Non esistono soltanto i vestiti da maschi e quelli da femmina, esistono gli zaini, gli astucci, le penne, i canotti per il mare e i computer, da maschio e da femmina e guai a sbagliarsi, guai a cercare qualcosa che non rispetti la distinzione di genere, che esca dai confini.

Fin da piccole…

Ce lo insegnano da subito, una femmina si deve riconoscere per la sua capacità di piacere, di essere più appariscente e seduttiva del maschio, prima si comincia e meglio è, più ci si concentra, più si lavora, più s’impara a contare su questo e meglio sarà per tutti. E allora forza con il rosa, i lustrini e le piume! Adattarsi è la norma, basta lasciarsi travolgere dall’onda del mercato e cominciare a controllare l’aspetto del proprio corpo da piccolissimi, nulla va lasciato al caso, perché sia chiaro subito che una femmina, bambina o adulta che sia, deve piacere a qualunque costo, per la bellezza s’intende.
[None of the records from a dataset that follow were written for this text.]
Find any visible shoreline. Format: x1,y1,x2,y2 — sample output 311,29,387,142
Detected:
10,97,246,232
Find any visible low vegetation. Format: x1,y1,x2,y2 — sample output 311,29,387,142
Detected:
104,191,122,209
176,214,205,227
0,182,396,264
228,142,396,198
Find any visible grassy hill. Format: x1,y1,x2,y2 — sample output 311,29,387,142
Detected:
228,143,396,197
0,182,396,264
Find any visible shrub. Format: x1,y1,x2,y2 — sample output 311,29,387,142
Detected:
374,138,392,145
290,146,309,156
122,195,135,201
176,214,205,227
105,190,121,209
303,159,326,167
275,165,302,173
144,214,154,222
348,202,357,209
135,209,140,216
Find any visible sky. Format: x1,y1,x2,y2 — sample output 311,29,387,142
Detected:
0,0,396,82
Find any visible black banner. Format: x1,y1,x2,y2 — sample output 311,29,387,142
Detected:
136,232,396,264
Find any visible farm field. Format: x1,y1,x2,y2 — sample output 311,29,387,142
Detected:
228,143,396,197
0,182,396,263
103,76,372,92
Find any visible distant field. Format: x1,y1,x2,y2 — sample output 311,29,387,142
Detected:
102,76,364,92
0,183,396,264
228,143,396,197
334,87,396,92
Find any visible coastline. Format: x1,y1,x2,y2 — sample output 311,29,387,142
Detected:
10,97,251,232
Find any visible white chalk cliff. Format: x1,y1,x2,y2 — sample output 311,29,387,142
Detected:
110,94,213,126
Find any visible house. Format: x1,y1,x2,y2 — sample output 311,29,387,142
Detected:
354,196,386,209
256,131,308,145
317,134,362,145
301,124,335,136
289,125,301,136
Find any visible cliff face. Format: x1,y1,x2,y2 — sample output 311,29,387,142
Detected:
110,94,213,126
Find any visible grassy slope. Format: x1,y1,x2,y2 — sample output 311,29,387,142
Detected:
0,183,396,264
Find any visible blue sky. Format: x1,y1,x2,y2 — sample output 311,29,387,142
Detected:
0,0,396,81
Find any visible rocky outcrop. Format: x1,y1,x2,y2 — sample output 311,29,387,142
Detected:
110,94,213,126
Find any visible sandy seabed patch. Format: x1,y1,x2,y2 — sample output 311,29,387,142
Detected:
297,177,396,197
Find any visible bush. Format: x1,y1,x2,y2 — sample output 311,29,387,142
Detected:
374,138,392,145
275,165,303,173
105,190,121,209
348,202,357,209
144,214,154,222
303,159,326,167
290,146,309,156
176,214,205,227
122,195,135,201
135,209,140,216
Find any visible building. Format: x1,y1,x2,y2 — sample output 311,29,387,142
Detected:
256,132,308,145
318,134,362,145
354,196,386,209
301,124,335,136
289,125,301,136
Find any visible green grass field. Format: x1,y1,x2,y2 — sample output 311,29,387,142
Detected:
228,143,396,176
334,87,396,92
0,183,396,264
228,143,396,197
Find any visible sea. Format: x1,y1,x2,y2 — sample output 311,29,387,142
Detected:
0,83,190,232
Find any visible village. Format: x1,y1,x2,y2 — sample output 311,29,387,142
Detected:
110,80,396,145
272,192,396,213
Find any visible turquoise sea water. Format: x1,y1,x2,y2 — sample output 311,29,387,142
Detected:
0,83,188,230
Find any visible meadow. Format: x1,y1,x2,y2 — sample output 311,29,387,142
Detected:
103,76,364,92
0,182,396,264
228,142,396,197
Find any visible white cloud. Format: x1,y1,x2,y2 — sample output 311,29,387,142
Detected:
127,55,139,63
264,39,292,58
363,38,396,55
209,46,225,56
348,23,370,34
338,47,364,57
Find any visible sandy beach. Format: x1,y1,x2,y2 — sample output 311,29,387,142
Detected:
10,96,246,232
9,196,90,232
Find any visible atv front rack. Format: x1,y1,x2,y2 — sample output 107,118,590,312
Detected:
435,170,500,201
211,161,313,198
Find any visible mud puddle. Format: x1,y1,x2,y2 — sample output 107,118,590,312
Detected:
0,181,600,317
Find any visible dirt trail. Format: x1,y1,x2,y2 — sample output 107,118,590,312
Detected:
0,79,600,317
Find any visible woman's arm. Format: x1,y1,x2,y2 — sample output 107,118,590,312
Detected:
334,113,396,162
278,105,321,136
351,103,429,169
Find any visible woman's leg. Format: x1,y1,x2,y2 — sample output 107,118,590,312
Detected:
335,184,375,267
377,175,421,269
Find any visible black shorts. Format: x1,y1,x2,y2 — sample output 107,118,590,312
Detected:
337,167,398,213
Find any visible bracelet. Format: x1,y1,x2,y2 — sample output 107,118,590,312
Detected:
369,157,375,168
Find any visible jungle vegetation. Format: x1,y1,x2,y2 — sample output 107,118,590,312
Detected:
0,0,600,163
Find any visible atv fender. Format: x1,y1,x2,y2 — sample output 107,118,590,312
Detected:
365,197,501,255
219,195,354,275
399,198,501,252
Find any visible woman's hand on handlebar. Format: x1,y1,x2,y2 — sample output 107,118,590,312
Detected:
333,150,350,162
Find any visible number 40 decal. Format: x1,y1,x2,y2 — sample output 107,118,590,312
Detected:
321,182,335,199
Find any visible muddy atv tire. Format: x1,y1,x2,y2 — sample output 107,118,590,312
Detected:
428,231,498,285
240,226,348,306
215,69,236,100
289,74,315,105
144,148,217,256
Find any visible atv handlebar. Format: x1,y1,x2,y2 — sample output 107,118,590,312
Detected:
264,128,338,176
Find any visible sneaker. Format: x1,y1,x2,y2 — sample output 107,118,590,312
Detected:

E loro, le bambine, ubbidienti rispondono alle aspettative, non rimestano più nella terra alla ricerca di vermi, non odorano più di animaletto, ma diventano vezzose principesse, pulite e profumate, magre e alla moda, studiano e imparano presto i gesti della seduzione. Tutto con il nostro consenso e la nostra complicità.

Quale bellezza

Qualche anno fa la Dove propose uno spot molto efficace che vogliamo riproporvi come spunto di riflessione.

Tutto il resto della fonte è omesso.